Westmoreland - Is an inland county, being bounded on the north and north-west by Cumberland, on the east by Durham and Yorkshire, and on the south and south-west by Lancashire. 'Westmoreland' received its name from its situation to the west, and the principal part of it being formerly moorish barren land. It is one of those counties which, in the time of the Romans, was inhabited by that tribe of the ancient Britons called the 'Brigantes.' Under the Saxons it formed part of the Kingdom of Northumberland. Traces of two Roman roads are still visible, one from Carlisle to Appleby, and the other from the Picts wall in Cumberland, by Kendal, to Lancaster.

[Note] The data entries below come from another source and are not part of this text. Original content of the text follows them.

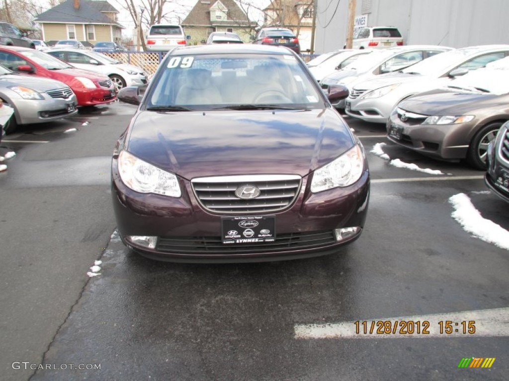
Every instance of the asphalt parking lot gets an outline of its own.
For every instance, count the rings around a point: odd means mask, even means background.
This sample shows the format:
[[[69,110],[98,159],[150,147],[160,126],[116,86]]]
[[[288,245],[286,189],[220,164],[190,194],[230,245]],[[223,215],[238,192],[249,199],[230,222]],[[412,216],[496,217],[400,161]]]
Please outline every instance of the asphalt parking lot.
[[[509,205],[483,172],[347,118],[372,179],[358,240],[298,261],[159,263],[122,245],[111,207],[110,156],[135,110],[82,110],[0,144],[16,153],[0,173],[0,379],[507,379],[509,250],[453,216],[464,195],[475,227],[508,236]],[[459,368],[472,358],[495,360]]]

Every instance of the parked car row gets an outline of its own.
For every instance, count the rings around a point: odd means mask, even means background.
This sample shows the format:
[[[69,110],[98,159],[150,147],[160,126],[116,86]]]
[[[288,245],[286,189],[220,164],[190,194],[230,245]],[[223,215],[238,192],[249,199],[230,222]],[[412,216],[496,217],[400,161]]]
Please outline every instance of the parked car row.
[[[3,126],[6,133],[20,124],[71,116],[80,106],[110,103],[117,99],[118,89],[127,83],[140,86],[147,83],[139,68],[98,53],[73,49],[52,52],[65,54],[64,58],[68,58],[68,54],[73,57],[74,52],[82,54],[90,58],[90,68],[95,70],[79,69],[29,47],[0,46],[0,100],[14,109],[13,116]]]

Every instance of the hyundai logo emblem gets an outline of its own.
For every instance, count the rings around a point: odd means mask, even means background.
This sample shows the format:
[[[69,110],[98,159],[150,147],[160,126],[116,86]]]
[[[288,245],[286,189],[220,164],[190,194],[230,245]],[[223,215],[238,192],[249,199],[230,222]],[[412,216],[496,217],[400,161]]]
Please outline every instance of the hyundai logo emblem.
[[[254,199],[260,196],[260,189],[256,186],[239,186],[235,191],[235,196],[239,199]]]

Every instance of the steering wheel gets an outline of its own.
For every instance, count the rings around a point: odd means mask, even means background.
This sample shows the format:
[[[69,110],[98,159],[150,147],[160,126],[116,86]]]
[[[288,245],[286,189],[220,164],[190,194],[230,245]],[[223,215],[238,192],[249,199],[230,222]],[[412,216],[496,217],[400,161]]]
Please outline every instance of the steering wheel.
[[[264,89],[261,91],[258,91],[254,96],[253,99],[253,103],[257,103],[260,101],[260,98],[262,98],[262,96],[267,96],[265,95],[266,93],[272,93],[272,94],[276,94],[279,96],[282,96],[283,98],[283,101],[287,102],[291,102],[292,100],[287,97],[287,94],[282,90],[278,88],[267,88]]]

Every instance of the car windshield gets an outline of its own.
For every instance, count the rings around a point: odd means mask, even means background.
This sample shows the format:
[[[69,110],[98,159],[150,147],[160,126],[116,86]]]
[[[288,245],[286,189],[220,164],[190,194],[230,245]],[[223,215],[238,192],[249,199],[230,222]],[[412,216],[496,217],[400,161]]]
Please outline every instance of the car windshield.
[[[159,25],[152,26],[150,28],[149,35],[175,35],[180,36],[182,34],[179,26],[175,25]]]
[[[474,51],[472,48],[467,48],[440,53],[403,70],[403,72],[440,76],[450,69],[462,62],[475,51]]]
[[[363,54],[344,69],[347,70],[356,70],[357,73],[365,73],[380,66],[393,55],[394,51],[388,49],[374,50],[367,54]]]
[[[147,95],[148,109],[323,107],[321,90],[290,54],[168,57]],[[182,108],[183,107],[183,109]]]
[[[105,54],[103,54],[101,53],[98,53],[97,52],[89,52],[88,53],[91,57],[97,59],[99,62],[103,64],[120,64],[119,61],[116,59],[114,59],[111,57],[109,57]]]
[[[509,73],[506,70],[479,69],[457,78],[448,87],[496,95],[507,94],[509,93]]]
[[[73,67],[52,55],[35,49],[23,50],[23,54],[48,70],[59,70]]]

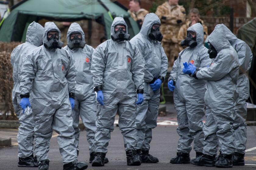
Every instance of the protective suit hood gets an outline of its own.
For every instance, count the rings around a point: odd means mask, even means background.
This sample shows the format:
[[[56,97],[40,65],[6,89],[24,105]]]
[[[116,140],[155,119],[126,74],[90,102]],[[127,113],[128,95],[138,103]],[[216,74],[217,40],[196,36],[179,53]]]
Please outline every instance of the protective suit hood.
[[[116,17],[114,19],[112,24],[111,25],[111,28],[110,29],[110,34],[112,35],[115,34],[115,27],[116,25],[123,25],[125,26],[126,28],[126,33],[128,33],[128,27],[127,26],[127,24],[124,21],[123,18],[121,17]]]
[[[39,47],[43,42],[44,27],[33,21],[27,28],[26,36],[26,42]]]
[[[52,29],[56,29],[59,33],[59,40],[60,39],[60,31],[53,22],[47,22],[44,25],[44,29],[43,36],[43,43],[47,42],[47,32]]]
[[[215,48],[218,53],[231,46],[224,34],[223,31],[215,27],[208,37],[208,41]]]
[[[161,23],[159,18],[154,13],[148,14],[145,17],[140,33],[143,36],[147,37],[148,39],[151,41],[148,36],[150,33],[152,26],[157,23]]]
[[[219,29],[224,32],[226,38],[230,43],[234,42],[238,39],[234,35],[226,25],[222,24],[218,24],[215,26],[216,29]]]
[[[71,24],[67,33],[67,42],[68,43],[70,42],[71,41],[69,39],[69,36],[73,32],[79,32],[82,36],[82,40],[84,41],[84,33],[83,31],[82,28],[80,25],[76,22],[74,22]]]
[[[202,45],[204,42],[204,28],[200,23],[197,23],[192,25],[187,29],[187,31],[193,31],[197,34],[196,41],[197,46]]]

The county is divided into two unequal portions, called the baronies of Westmoreland and Kendal; the former although abounding with hills is comparatively an open country; the latter is very mountainous containing many bleak and barren hills, usually called the fells. The western mountains contain mines of copper and in some places have been discovered veins of gold. Slate and limestone quarries are productive and near to Kendal, a beautiful and variegated marble is found which is worked into chimney-pieces, ornaments etc.
The county lies in the province of York and the diocese of Carlisle. It is divided into four wards, East, West, Kendal and Lonsdale. There is one borough and county town (Appleby) seven other market towns, and thirty-two parishes.
Westmoreland's lakes are Winander-Mere and Ulleswater. The former is the largest in England, and is situated partly in Cumberland.